L'accusa mossa al cinema di Sergej M. Ejzenštejn e di Dziga Vertov, o alle teorie rivoluzionarie di Boris Arvatov, è di combattere i modelli borghesi con gli stessi mezzi espressivi che si volevano contrastare rimanendo ancorati al realismo e negando le potenzialità tecnologiche del mezzo. Nonostante M. considerasse Ejzenštejn e Vertov artisti di prima qualità, auspicava per questi un percorso che dagli sviluppi pittorici del Novecento e da P. Cézanne, passando per il Futurismo e il Cubismo, giungesse al Suprematismo e quindi a un cinema non oggettivo, libero dalla pittura da cavalletto. Il cinema in tal modo avrebbe potuto cominciare a riflettere su sé stesso evidenziando la propria essenza e ponendola come vero contenuto dell'opera. Con queste premesse era naturale che M. rimanesse affascinato dal cinema astratto di Hans Richter, che conobbe a Berlino nel 1927 e con il quale scrisse una sceneggiatura per un film mai realizzato. Nel saggio Četvërtoe izmerenie v kino (1929; trad. it. La quarta dimensione nel cinema, in Il montaggio, 1986) Ejzenštejn, introducendo il concetto di montaggio armonico, farà esplicito riferimento alle critiche di M. e preciserà la propria idea di pittoricità nel cinema.

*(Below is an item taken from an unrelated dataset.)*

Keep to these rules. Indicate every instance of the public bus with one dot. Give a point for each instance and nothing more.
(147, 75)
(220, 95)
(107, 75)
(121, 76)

Per gli scritti di K. S. Malevič si fa riferimento all'ed. italiana, Scritti, Milano 1977, e a Suprematismo, Milano 2000. Su di lui, si veda E. Martineau, Malevič et la philosophie, Lausanne 1977; W.S. Simmons, Kazimir Malevich's Black square and the genesis of suprematism, New York 1981; S. Faucherau, Kazimir Malévitch, Paris 1991.